His smile broadened to reveal perfect bleached teeth. He thought it made him look boyish, but against the wavering blue it gave him the appearance of a marine predator.

‘What’s your name?’ he asked.

‘You already know it.’ Her voice was as cool as the water. ‘We’ve met before.’

‘No, I don’t think so.’

‘We most definitely have.’

‘Trust me, I never forget a …’ The sentence hung unfinished. He studied her through the green lenses until she began to look uncomfortable. He raised his goggles in order to see her a little more closely. Now he could see that she had remarkably blue irises.

‘You could be right,’ he told her. ‘Did we go for dinner somewhere?’

‘You
do
remember.’

‘It’s distracting, seeing people without their clothes on. One doesn’t tend to look at the eyes. Yes, we did, didn’t we? We went for something to eat. It was one night in the week. Did we have a date?’

‘Not really. But I felt like I got to know you.’

‘How was I?’

‘You were very funny.’

‘Was I? I wonder what put me in such high spirits.’ It was like fishing. He liked the pull on the line, the turn of the reel, the way the fish tacked back and forth behind the boat, gradually growing tired, being brought ever closer. ‘When was this?’ he asked.

‘Mmm.’ She thought for a moment. ‘About four years ago.’

‘That long?’ She didn’t look more than twenty-five. ‘Where did we go?’

‘A restaurant in Soho with a French name. L’Escargot, I think. The food was very nice. Expensive. You ordered a dozen green-lipped oysters.’

‘Really?’ That wasn’t much of a clue. He always ordered a dozen oysters when he’d just met an attractive girl. Oysters had the taste of victory. He maintained the smile, intrigued.

‘Yes,’ said the young woman, remembering. ‘You insisted on paying for absolutely everything.’

‘Now that doesn’t sound like me at all.’ He laughed. ‘What did we do after?’

‘We went to a club just across the road from the restaurant and drank cava at champagne prices.’

‘And I paid again?’

She nodded slowly. ‘You must have done. I think I was out of work at the time. I remember your name. It’s Joel. And you can’t remember mine.’

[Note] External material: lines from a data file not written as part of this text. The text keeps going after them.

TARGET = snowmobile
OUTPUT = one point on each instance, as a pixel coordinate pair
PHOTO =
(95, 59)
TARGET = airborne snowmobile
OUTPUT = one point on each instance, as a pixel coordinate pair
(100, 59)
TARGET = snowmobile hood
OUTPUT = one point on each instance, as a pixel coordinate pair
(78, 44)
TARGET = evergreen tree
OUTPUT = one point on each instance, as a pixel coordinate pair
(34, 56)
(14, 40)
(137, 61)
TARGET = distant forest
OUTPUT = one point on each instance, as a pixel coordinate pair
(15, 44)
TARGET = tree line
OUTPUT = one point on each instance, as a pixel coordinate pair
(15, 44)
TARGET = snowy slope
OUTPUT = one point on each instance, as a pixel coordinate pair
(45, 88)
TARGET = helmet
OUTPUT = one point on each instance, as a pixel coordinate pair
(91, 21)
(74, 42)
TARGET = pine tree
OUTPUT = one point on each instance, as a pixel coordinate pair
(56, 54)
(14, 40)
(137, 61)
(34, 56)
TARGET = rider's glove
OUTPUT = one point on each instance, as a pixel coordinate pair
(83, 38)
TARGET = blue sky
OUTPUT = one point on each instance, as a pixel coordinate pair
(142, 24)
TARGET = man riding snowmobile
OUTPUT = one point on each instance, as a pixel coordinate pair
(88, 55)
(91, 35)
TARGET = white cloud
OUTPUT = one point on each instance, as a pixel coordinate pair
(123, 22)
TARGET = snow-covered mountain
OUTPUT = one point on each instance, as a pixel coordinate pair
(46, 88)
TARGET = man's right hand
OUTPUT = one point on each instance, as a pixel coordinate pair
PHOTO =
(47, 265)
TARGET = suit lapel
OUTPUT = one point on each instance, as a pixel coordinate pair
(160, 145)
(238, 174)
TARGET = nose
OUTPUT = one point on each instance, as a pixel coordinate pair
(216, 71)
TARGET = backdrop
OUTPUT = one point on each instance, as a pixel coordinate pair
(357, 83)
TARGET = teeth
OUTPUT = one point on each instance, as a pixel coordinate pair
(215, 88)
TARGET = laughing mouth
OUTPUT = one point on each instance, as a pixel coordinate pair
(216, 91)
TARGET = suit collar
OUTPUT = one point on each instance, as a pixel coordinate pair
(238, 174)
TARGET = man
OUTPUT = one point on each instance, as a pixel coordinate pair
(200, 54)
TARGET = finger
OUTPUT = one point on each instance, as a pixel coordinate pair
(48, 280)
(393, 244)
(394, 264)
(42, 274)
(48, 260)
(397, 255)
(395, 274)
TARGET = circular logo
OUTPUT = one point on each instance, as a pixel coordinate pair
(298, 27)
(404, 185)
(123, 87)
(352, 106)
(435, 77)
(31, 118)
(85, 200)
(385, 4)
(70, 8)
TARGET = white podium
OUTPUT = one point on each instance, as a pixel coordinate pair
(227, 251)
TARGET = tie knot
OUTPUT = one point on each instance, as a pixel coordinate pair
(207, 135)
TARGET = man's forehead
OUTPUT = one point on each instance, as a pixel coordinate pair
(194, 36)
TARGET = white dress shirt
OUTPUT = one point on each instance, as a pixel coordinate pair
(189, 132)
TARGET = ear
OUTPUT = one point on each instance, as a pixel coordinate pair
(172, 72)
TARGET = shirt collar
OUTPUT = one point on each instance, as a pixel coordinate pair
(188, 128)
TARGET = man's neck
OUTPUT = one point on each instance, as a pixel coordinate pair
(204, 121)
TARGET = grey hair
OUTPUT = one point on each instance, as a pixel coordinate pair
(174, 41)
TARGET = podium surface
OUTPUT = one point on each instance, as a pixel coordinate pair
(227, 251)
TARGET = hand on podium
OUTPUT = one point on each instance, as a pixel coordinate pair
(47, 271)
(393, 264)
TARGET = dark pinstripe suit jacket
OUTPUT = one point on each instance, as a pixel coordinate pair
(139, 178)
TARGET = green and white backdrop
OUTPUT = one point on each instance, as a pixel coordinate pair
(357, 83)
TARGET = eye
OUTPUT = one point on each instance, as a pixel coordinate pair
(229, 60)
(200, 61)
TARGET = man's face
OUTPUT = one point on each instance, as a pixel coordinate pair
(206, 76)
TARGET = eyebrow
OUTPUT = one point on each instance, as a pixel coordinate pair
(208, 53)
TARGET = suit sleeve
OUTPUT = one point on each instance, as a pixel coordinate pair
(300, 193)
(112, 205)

‘I’m not good with names. Faces and bodies, though, I’m usually good with those.’ The amusement faded slowly to a warmth between them, but the water started to feel cold on his back and thighs. He moved a little closer to her.

‘So tell me,’ he coaxed, ‘where exactly did we meet?’

‘I’m sure you’ll remember if you put your mind to it,’ she teased. ‘You paid for all the drinks in the club as well. Do you always pay for everything?’

‘I consider it the gentlemanly thing to do. I like your bikini.’

‘Do you?’ She fingered the side-string. ‘You paid for this too. In a roundabout way.’

‘Now that’s impossible. I only buy presents for—’

‘For your wife.’

He was growing a little uncomfortable. He liked to be in control. There was something about her that bothered him.

‘I told you I was married?’

‘You even showed me her photograph. It was in your wallet.’

‘You know what? I think you’re bluffing.’ He wagged his finger at her.
Naughty girl.
She pretended not to feel patronized. ‘You’re making all this up. Lots of men like oysters; lots of men keep photos of their wives in their wallets.’

‘To be fair, you were a little bit drunk when we met. You’d been celebrating a deal. Some kind of merger.’

He shrugged, shook his head. He was growing tired of this game. But then she shifted her position at the pool edge, opening her thighs slightly. Her bikini bottom was no bigger than a cocktail napkin folded in half. He felt himself heating up.

‘You still don’t know who I am.’

‘I give up,’ he said impatiently, ‘just tell me.’

‘OK. Come here and I’ll let you in on a little secret.’

She said this very slowly. If he hadn’t known better, he would have sworn she was trying to beat him at his own game. Without moving another inch she somehow managed to beckon him closer, and knew he would follow because she was young and attractive and he was intrigued.

A sixth sense told him that something was not right. It was the kind of sense that made one halt at a kerb, take a foot off an accelerator or step back from an excited animal, but he was not a man to be intimidated by common-sense rules. Pulling his broad arms up on the pool edge, he drew himself closer still. As much as he wanted to fathom her motives, his eyes could not resist following the outline of her body. His arm was almost touching her thigh.